Histogenics (NASDAQ:HSGX) announced the online peer-reviewed publication in the Journal of Orthopaedic Research that analyzes mechanical properties of tissue engineered cartilage based on work done as part of a sponsored-research agreement between Histogenics and Dr. Lawrence Bonassar at Cornell University.
The objective of the study was to understand the complex mechanical behavior, function and changes that occur in human chondrocyte-seeded collagen constructs during in vitro culture, using multiple mechanical tests, which measure the compressive, frictional and shear properties of the constructs.
This study was the first to examine the measurement of all three of these properties in human chondrocyte seeded constructs, and is intended to respond to FDA guidance related to the generation of biomechanical or structural data for cartilage implants.
“We are excited to continue building our scientific understanding of the hyaline cartilage like properties of our tissue engineered product, NeoCart, and intend to use the data from these tests to support the Biologics License Application for NeoCart,” Stephen Kennedy, CTO of Histogenics, said in a statement.
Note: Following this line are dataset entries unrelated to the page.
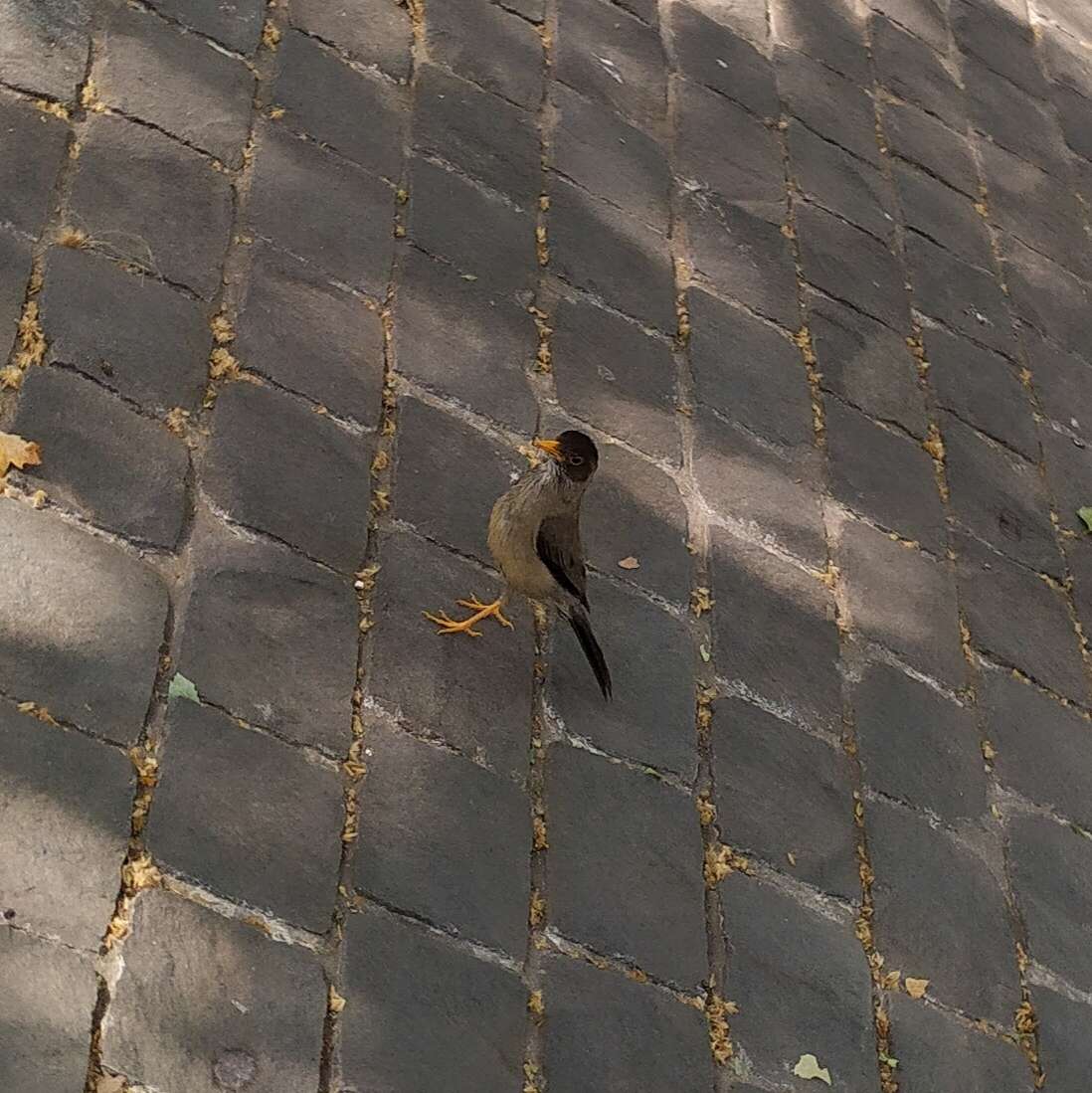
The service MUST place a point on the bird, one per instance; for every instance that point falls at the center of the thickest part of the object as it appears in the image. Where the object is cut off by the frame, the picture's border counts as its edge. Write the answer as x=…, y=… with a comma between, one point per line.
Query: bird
x=535, y=539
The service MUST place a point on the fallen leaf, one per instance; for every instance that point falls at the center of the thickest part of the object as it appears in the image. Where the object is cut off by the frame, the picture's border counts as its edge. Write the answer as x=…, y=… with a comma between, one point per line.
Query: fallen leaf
x=699, y=600
x=808, y=1067
x=182, y=687
x=15, y=452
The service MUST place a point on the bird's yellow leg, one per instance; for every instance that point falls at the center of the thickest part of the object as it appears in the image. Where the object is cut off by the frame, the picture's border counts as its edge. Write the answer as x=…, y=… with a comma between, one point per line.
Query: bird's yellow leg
x=449, y=626
x=493, y=609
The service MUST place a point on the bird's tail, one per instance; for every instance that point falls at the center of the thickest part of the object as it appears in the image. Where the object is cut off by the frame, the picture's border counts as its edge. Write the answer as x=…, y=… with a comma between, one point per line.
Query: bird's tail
x=582, y=628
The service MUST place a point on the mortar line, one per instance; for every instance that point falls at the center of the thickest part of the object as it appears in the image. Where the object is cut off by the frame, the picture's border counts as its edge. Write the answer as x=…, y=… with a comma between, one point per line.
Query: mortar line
x=1025, y=1018
x=540, y=381
x=383, y=480
x=716, y=1006
x=1025, y=1034
x=848, y=649
x=138, y=871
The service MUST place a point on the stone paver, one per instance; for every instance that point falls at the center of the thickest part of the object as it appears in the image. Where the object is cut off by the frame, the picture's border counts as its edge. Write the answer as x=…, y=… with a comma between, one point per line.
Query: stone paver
x=622, y=864
x=295, y=677
x=124, y=471
x=65, y=802
x=650, y=1040
x=304, y=278
x=784, y=795
x=406, y=987
x=222, y=786
x=132, y=334
x=252, y=1007
x=46, y=1012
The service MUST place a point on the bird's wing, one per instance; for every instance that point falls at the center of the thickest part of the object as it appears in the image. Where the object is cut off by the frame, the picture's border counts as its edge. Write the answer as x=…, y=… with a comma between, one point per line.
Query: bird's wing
x=559, y=545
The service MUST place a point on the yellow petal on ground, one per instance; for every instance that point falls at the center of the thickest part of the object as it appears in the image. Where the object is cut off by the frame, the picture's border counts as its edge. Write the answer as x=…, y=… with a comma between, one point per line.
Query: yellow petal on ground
x=15, y=452
x=808, y=1067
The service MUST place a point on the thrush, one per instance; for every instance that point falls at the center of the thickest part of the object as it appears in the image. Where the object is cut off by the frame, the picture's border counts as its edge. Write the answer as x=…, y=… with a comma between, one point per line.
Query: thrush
x=535, y=539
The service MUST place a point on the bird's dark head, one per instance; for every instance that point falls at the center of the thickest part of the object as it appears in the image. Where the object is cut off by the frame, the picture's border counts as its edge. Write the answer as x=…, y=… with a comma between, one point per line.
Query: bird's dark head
x=574, y=453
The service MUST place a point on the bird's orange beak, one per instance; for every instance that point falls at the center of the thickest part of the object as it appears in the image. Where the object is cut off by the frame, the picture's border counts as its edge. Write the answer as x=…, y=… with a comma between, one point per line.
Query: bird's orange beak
x=552, y=449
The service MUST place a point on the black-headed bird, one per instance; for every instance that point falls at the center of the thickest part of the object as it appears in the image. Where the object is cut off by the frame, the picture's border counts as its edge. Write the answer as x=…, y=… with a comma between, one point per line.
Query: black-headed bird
x=535, y=539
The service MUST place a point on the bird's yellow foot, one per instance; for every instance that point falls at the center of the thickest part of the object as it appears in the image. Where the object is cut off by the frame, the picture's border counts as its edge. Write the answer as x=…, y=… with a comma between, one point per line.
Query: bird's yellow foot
x=449, y=626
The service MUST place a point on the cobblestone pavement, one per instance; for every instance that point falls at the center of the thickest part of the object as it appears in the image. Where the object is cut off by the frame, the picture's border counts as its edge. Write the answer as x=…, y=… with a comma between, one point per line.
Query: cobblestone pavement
x=286, y=286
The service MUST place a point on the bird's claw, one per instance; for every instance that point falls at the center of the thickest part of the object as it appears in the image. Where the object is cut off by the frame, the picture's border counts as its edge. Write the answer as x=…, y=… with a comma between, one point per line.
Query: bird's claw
x=449, y=626
x=494, y=609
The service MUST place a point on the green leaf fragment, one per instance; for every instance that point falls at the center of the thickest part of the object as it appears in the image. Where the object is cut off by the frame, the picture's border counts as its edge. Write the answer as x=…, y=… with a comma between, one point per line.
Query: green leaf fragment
x=182, y=687
x=808, y=1067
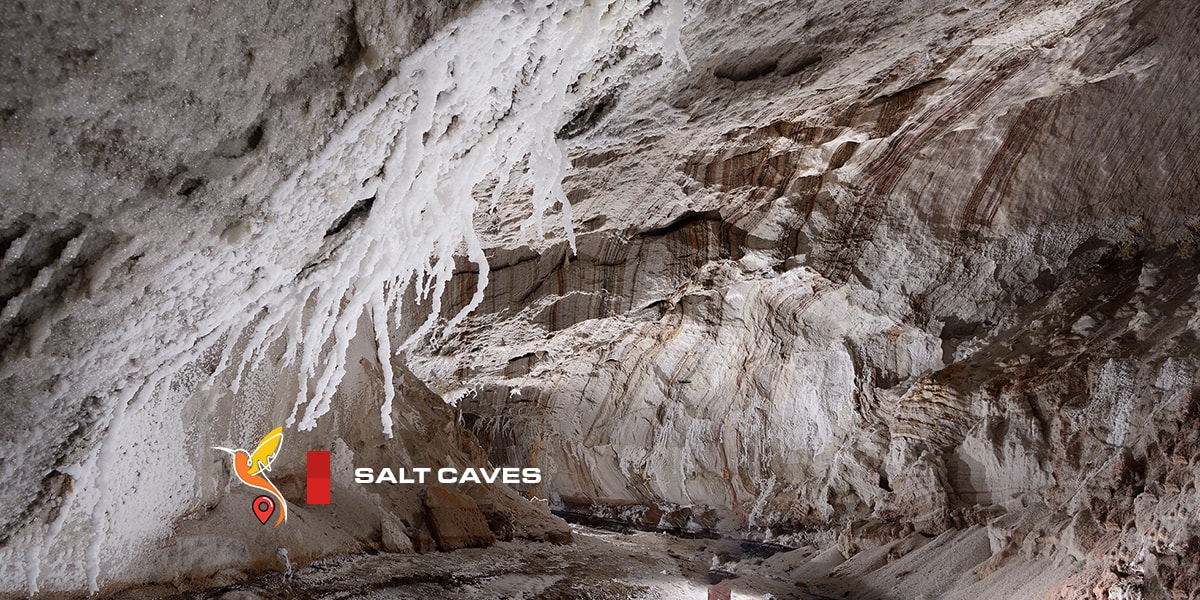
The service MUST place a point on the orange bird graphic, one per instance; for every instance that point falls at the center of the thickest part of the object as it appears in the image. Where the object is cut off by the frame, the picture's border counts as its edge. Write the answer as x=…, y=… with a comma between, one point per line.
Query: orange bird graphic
x=251, y=467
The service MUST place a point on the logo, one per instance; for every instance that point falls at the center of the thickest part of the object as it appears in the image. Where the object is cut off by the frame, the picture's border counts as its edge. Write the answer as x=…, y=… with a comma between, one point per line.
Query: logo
x=251, y=468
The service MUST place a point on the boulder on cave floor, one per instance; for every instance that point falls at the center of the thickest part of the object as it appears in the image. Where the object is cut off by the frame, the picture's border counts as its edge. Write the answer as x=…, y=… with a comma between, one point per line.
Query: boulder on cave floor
x=455, y=520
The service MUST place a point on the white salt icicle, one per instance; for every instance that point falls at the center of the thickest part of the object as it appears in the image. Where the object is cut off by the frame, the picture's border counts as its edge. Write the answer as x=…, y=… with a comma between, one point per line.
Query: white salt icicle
x=379, y=312
x=475, y=102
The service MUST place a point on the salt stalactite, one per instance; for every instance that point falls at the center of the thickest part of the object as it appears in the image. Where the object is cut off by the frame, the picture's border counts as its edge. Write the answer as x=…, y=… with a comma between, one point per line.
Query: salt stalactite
x=483, y=97
x=481, y=100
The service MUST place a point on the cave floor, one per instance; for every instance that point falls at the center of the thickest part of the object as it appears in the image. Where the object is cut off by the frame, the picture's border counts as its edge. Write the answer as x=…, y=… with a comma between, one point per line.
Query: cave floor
x=598, y=565
x=609, y=565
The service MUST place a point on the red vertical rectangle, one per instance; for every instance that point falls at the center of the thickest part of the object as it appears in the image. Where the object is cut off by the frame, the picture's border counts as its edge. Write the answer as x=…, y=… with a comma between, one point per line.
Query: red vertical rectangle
x=317, y=490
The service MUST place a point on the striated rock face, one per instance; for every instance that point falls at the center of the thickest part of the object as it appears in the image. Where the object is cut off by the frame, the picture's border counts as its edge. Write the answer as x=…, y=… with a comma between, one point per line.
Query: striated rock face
x=871, y=269
x=906, y=283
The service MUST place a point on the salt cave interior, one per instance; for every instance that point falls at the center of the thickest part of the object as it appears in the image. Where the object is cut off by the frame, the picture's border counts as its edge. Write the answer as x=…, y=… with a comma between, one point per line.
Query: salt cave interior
x=780, y=299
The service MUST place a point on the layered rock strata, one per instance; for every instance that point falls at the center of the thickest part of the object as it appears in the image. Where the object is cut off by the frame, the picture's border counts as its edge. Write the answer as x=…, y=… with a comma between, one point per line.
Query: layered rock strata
x=867, y=271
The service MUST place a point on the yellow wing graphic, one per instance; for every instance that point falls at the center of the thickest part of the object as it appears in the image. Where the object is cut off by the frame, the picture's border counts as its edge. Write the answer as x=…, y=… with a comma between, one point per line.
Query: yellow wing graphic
x=264, y=454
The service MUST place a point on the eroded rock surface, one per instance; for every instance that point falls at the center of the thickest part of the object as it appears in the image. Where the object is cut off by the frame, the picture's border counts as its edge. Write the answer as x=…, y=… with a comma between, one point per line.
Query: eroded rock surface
x=894, y=282
x=871, y=271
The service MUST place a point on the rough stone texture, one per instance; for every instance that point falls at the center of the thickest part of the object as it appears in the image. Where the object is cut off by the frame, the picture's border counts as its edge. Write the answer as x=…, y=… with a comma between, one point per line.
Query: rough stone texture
x=395, y=539
x=915, y=282
x=873, y=269
x=455, y=520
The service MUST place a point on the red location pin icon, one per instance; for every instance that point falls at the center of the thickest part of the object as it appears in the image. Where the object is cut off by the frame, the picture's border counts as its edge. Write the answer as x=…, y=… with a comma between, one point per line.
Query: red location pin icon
x=263, y=508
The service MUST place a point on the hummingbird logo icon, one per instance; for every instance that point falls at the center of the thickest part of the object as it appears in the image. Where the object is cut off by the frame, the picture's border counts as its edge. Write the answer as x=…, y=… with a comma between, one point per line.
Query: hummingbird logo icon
x=251, y=469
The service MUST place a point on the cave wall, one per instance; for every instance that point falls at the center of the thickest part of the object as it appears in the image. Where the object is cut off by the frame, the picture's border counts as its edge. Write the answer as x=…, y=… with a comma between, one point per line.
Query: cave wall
x=845, y=273
x=865, y=271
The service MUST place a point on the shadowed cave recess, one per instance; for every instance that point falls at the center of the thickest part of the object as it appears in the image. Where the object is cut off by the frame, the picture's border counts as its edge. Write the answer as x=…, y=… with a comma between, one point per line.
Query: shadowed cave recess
x=822, y=299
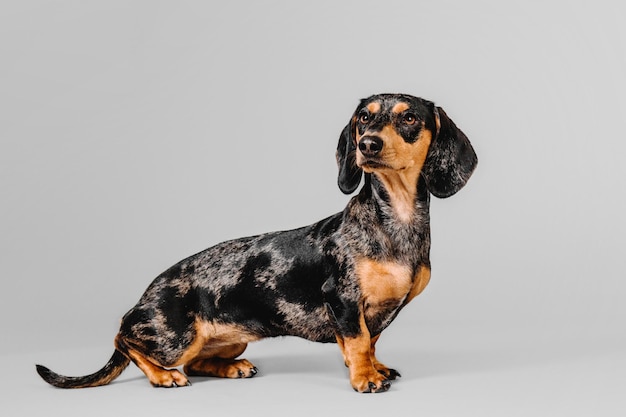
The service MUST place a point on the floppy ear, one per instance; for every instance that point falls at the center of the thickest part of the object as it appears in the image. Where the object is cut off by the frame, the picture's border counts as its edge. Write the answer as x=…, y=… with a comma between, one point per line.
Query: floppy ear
x=350, y=174
x=450, y=160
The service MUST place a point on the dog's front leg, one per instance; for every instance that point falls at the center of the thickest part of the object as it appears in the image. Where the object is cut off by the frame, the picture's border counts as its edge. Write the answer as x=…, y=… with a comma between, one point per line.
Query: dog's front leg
x=356, y=351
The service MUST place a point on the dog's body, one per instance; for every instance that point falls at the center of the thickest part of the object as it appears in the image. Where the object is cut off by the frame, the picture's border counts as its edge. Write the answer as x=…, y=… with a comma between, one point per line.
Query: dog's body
x=343, y=279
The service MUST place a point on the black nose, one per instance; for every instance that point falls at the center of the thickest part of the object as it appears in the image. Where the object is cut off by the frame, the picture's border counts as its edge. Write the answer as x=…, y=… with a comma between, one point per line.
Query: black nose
x=370, y=145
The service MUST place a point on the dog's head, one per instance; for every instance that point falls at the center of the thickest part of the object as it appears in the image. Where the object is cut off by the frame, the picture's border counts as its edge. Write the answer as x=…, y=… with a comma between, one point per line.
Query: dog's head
x=399, y=132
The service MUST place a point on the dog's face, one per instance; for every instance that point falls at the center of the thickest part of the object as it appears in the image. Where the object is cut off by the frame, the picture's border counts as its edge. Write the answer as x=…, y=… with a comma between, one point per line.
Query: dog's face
x=398, y=132
x=392, y=132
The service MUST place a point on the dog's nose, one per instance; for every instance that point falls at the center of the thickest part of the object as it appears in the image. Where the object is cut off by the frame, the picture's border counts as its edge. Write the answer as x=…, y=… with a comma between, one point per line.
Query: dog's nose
x=370, y=145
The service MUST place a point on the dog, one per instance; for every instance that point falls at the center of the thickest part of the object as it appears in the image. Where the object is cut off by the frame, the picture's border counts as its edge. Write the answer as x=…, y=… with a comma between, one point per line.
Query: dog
x=343, y=279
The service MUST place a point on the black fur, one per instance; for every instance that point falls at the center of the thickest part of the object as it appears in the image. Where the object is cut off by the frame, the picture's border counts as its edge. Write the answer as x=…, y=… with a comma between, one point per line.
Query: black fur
x=303, y=282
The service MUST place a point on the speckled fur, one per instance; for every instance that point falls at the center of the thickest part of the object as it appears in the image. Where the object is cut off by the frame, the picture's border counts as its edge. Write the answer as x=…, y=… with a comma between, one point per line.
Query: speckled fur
x=301, y=282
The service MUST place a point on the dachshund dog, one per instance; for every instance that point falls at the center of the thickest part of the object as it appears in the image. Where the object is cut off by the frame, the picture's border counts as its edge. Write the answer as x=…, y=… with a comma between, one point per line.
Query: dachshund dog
x=342, y=279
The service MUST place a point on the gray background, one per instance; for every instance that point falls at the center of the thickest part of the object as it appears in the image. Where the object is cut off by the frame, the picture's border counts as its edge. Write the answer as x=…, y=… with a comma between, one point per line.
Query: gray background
x=135, y=133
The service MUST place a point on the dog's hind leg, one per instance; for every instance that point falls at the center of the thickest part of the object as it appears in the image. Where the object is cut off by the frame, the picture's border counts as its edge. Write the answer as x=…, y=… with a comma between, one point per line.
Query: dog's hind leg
x=220, y=362
x=382, y=369
x=157, y=374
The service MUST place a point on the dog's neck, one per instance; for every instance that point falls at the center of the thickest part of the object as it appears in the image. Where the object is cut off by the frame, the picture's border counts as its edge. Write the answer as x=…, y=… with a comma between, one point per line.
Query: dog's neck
x=404, y=193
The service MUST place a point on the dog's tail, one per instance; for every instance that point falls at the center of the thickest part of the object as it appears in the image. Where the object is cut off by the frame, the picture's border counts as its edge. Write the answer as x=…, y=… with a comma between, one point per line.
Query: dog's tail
x=108, y=373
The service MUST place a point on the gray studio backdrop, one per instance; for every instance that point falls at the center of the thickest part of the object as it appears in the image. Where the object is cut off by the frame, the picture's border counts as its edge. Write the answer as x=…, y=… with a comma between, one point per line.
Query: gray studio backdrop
x=135, y=133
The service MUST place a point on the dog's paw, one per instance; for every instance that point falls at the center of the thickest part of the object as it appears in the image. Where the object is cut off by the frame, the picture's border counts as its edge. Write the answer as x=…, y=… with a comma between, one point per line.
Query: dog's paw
x=169, y=379
x=222, y=368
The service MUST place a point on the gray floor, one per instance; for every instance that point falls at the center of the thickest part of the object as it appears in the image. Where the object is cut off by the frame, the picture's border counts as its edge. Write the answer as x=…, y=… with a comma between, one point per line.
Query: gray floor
x=446, y=371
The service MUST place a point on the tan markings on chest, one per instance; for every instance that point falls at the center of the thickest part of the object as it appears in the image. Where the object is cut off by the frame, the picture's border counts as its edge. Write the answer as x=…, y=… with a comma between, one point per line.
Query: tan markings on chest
x=389, y=282
x=383, y=282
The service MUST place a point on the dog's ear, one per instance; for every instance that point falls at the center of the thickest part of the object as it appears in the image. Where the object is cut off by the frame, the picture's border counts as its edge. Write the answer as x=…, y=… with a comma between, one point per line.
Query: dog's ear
x=350, y=174
x=451, y=158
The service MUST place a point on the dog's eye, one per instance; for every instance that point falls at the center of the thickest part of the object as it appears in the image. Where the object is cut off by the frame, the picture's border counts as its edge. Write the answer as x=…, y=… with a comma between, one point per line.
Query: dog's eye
x=409, y=118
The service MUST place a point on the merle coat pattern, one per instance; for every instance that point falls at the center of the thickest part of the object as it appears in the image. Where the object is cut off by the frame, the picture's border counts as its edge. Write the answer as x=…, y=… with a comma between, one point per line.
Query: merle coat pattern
x=342, y=279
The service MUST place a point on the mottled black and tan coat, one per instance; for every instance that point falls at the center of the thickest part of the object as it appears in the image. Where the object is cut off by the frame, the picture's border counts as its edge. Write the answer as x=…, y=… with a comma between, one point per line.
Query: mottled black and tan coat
x=342, y=279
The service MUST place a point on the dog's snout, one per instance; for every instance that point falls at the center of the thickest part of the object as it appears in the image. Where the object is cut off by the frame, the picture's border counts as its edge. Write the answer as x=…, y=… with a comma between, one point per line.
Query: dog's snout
x=370, y=145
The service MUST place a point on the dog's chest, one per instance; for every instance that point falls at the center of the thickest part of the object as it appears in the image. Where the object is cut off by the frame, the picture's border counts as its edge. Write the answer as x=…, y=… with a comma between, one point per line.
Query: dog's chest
x=385, y=286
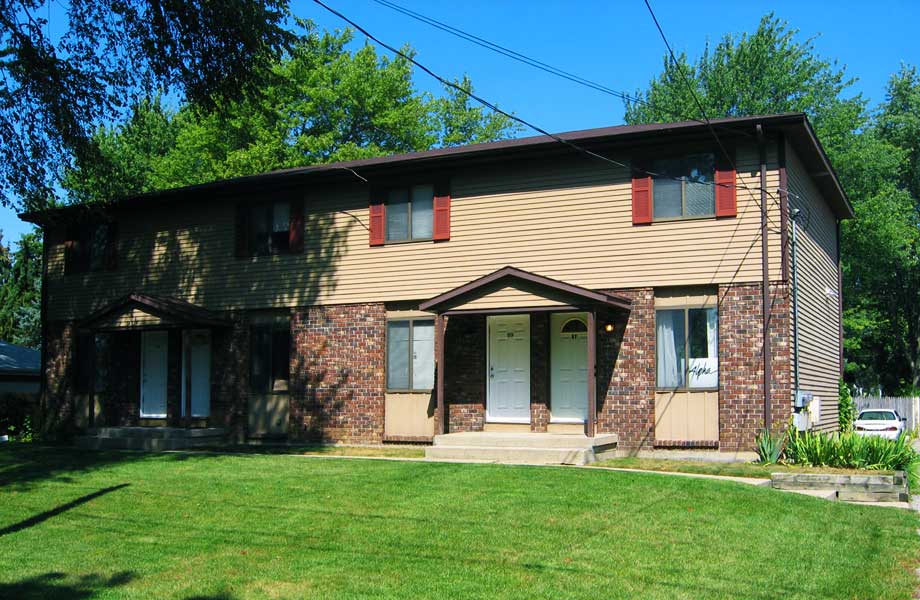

He said the data generated in this study provide additional evidence of the importance of the combination of cells, engineering and scaffold to produce mechanically competent cartilage tissue implants with additional unique friction and compression properties that allow for proper function.
NeoCart’s unique ability to generate these characteristics prior to implantation is important, and we believe correlates nicely with the recently published clinical pain and functional data from the combined Phase 1 and 2 clinical trials for NeoCart, Mr. Kennedy said.
“Taken together, these results may indicate that tissue engineered implants, such as NeoCart, may enable a more rapid recovery and return to function for patients suffering from cartilage defects,” he added.